5. The dynamic prediction method for heavy metal content according to claim 1, characterized in that: the one research index includes one or more homologous indexes, and the homologous indexes of different research indexes can be the same.

6. The dynamic prediction method of heavy metal content according to claim 1, characterized in that: and carrying out grid division according to the characteristics of a research area, wherein the characteristics of the research area comprise area, farmland type and peripheral ground features.

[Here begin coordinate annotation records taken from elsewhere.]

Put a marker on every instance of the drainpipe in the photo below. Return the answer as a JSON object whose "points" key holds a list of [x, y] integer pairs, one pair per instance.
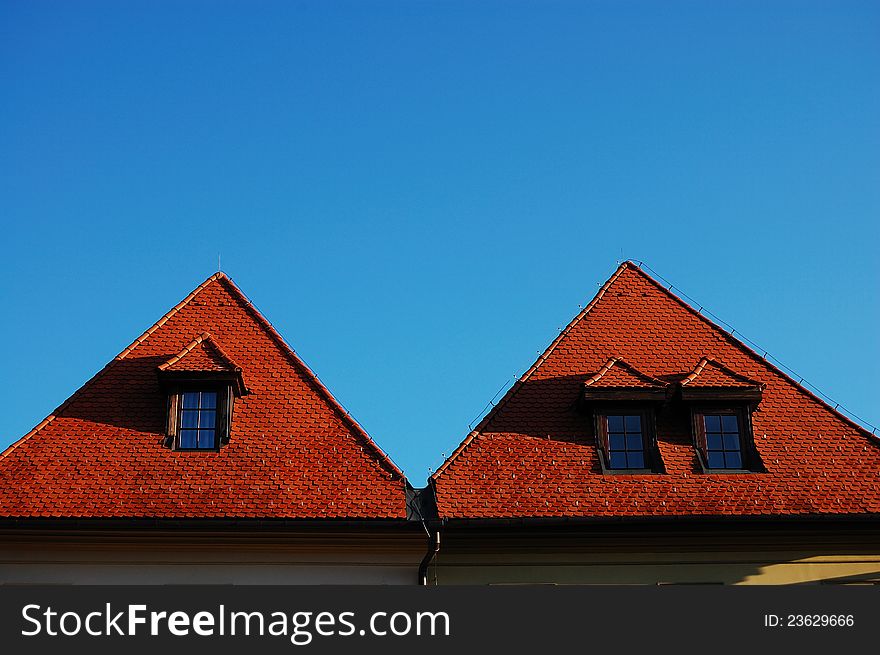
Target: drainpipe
{"points": [[433, 549]]}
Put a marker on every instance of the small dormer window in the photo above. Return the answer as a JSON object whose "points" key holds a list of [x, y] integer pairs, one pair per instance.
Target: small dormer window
{"points": [[201, 383], [624, 402], [198, 421], [722, 402], [626, 444], [721, 438]]}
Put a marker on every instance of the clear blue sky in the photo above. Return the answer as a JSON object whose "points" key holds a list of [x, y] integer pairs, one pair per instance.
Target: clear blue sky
{"points": [[419, 194]]}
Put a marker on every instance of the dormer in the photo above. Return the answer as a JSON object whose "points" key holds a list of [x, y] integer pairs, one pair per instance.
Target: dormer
{"points": [[201, 383], [721, 403], [624, 403]]}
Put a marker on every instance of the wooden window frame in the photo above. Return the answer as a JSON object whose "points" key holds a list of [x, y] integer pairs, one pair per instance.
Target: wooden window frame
{"points": [[223, 420], [751, 459], [651, 454]]}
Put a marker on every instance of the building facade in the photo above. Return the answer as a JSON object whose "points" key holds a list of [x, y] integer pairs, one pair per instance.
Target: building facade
{"points": [[647, 445]]}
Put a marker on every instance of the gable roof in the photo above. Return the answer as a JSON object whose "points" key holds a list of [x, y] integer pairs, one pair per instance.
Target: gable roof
{"points": [[534, 454], [294, 452], [200, 354]]}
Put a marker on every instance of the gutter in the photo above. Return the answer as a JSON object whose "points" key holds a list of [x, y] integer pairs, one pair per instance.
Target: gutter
{"points": [[433, 549]]}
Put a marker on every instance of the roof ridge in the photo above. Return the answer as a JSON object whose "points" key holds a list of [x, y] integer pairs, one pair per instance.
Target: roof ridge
{"points": [[510, 393], [313, 378], [97, 376], [614, 361], [705, 361], [204, 337]]}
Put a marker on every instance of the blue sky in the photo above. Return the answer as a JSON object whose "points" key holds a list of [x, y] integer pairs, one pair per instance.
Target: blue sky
{"points": [[419, 194]]}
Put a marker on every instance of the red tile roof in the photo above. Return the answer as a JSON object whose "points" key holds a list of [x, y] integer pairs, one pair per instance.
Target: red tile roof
{"points": [[712, 374], [293, 453], [617, 374], [201, 354], [534, 454]]}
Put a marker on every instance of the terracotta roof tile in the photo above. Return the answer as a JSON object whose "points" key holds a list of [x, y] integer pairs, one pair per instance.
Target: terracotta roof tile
{"points": [[617, 374], [713, 374], [201, 354], [534, 454], [294, 452]]}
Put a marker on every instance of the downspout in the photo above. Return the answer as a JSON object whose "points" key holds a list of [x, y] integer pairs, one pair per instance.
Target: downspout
{"points": [[433, 549]]}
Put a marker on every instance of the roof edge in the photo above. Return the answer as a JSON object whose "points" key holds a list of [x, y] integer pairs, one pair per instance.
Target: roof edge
{"points": [[534, 367], [97, 376], [872, 438]]}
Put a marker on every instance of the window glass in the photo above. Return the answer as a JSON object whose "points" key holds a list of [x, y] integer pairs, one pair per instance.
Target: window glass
{"points": [[723, 443], [626, 445], [198, 420]]}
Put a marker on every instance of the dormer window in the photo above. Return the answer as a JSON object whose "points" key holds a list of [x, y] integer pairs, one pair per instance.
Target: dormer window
{"points": [[198, 421], [722, 402], [623, 402], [202, 384], [625, 441], [720, 437]]}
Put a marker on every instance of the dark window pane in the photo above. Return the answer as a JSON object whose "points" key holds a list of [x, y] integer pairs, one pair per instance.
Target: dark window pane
{"points": [[634, 423], [188, 438], [712, 422], [189, 418], [206, 438], [634, 442], [206, 419], [734, 461], [713, 441], [731, 442], [636, 460], [615, 424]]}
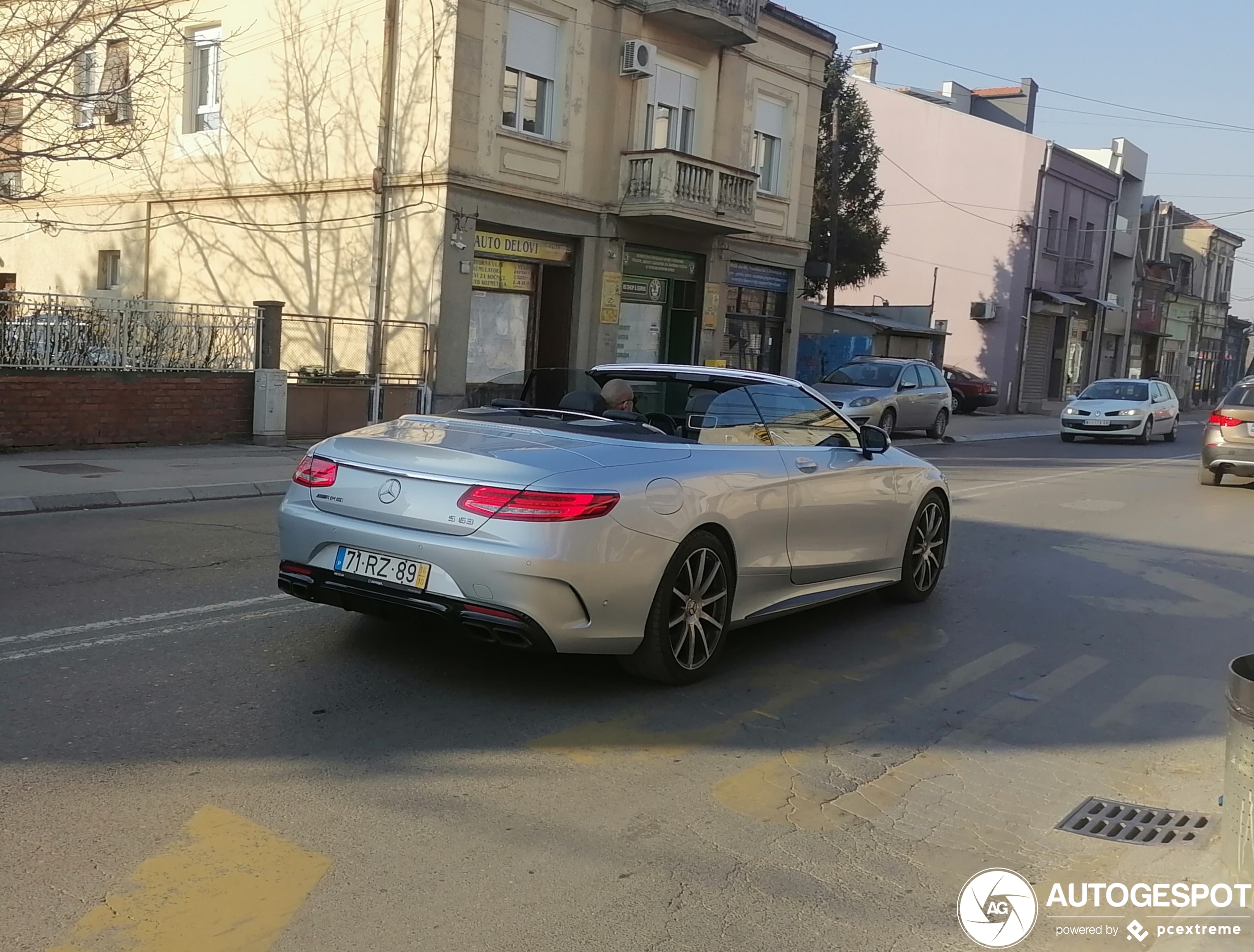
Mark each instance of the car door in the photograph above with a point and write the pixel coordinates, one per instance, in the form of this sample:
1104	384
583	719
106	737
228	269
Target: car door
841	504
909	412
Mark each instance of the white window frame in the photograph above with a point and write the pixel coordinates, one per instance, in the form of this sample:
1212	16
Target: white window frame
770	133
530	59
207	116
681	127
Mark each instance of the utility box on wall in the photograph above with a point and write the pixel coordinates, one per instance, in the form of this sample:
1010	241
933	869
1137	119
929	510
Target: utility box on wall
270	408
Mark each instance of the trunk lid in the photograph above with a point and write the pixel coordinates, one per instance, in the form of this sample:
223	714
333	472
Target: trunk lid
410	473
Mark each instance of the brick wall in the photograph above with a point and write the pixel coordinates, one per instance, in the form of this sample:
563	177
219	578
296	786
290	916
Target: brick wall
69	408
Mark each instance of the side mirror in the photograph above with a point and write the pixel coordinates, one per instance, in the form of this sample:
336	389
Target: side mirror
873	441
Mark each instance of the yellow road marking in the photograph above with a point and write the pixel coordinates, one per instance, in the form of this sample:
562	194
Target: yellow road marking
777	792
627	734
226	885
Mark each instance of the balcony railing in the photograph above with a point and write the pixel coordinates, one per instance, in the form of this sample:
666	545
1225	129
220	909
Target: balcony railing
729	23
688	191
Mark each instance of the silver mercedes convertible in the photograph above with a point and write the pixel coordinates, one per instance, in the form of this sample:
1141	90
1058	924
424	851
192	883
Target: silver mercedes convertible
540	516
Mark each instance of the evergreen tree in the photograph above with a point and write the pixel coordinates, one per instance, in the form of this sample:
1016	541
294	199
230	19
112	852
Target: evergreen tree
861	235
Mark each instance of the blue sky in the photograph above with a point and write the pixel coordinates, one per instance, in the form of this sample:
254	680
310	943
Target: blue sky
1184	59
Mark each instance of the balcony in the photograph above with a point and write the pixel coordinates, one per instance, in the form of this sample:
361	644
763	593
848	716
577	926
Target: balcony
681	191
728	23
1075	274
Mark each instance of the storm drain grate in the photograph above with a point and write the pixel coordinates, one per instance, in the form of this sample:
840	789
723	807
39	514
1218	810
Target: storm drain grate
1129	823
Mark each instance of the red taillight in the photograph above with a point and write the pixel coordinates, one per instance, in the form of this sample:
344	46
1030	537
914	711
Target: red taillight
533	506
315	472
1220	420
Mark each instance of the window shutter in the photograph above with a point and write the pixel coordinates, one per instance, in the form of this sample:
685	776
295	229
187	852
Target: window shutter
770	118
532	45
116	82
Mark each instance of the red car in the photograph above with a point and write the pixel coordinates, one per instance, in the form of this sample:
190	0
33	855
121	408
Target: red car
970	392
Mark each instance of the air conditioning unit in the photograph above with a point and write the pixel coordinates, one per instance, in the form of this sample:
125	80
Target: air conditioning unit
639	59
983	310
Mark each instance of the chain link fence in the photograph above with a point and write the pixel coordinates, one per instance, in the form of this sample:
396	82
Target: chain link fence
75	333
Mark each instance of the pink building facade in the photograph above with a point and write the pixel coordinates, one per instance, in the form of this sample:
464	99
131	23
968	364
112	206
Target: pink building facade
970	233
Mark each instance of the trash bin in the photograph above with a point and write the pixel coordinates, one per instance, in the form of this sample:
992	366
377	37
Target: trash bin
1237	844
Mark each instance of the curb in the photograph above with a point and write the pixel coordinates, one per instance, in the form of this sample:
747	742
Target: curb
22	504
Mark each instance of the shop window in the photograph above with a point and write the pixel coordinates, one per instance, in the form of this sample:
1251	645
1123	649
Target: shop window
769	146
531	72
670	121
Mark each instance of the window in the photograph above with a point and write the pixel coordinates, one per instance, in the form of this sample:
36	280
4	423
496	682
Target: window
203	86
115	96
1051	232
85	86
670	118
108	270
531	71
1072	236
769	146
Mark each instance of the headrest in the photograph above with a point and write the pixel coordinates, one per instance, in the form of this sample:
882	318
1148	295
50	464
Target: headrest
584	402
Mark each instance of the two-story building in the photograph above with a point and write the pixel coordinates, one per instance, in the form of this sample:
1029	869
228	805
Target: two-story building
537	184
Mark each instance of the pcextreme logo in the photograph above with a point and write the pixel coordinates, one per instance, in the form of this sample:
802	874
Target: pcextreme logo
997	909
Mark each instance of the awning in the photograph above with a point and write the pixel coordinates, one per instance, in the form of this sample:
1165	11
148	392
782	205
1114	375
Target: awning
888	324
1059	298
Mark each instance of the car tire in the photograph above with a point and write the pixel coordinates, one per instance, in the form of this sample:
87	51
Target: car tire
676	649
888	420
925	552
1211	477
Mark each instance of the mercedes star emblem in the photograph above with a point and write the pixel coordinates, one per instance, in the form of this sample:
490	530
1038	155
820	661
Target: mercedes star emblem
389	492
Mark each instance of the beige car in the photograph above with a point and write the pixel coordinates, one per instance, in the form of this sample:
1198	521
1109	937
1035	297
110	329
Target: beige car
1228	444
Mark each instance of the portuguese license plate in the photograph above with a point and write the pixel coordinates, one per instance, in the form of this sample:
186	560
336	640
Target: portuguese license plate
384	569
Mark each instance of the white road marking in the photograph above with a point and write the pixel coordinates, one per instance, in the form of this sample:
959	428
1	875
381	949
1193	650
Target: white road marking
197	625
980	490
142	619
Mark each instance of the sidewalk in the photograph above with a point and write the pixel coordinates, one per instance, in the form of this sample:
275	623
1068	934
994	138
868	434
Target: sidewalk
142	476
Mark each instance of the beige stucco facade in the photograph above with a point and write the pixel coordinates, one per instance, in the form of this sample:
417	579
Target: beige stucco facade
279	202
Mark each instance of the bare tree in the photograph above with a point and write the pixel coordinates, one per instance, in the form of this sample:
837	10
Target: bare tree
80	80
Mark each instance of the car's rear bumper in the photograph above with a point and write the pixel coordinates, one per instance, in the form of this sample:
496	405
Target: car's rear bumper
478	621
586	586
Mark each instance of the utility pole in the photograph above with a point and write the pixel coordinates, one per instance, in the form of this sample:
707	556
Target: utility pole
383	170
833	201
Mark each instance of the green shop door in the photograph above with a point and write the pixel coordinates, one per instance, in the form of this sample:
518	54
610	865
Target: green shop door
661	311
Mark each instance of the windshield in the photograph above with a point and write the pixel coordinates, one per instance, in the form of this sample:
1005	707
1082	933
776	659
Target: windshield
1130	390
865	374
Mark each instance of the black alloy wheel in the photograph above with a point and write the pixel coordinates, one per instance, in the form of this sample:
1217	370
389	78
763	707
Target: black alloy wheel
688	622
925	551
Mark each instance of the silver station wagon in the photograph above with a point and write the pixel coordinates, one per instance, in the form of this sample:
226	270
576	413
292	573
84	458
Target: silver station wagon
640	511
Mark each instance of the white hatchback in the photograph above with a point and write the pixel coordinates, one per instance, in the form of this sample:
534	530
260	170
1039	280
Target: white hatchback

7. The dynamic prediction method of heavy metal content according to claim 1, characterized in that: the number of the square grids is manually set according to the research requirement.

8. The dynamic prediction method of heavy metal content according to claim 1, characterized in that: the clustering includes K-means clustering, mean shift clustering, density-based clustering, maximum expected clustering, and agglomerative hierarchical clustering.

9. The dynamic prediction method of heavy metal content according to claim 1, characterized in that: the spectrum preprocessing step comprises remote sensing noise removal, image correction, spectrum transformation, atmosphere correction and image cutting; the influence correction comprises radiation correction and geometric correction.

10. The dynamic prediction method of heavy metal content according to claim 1, characterized in that: the value range of the R% is 0-200%.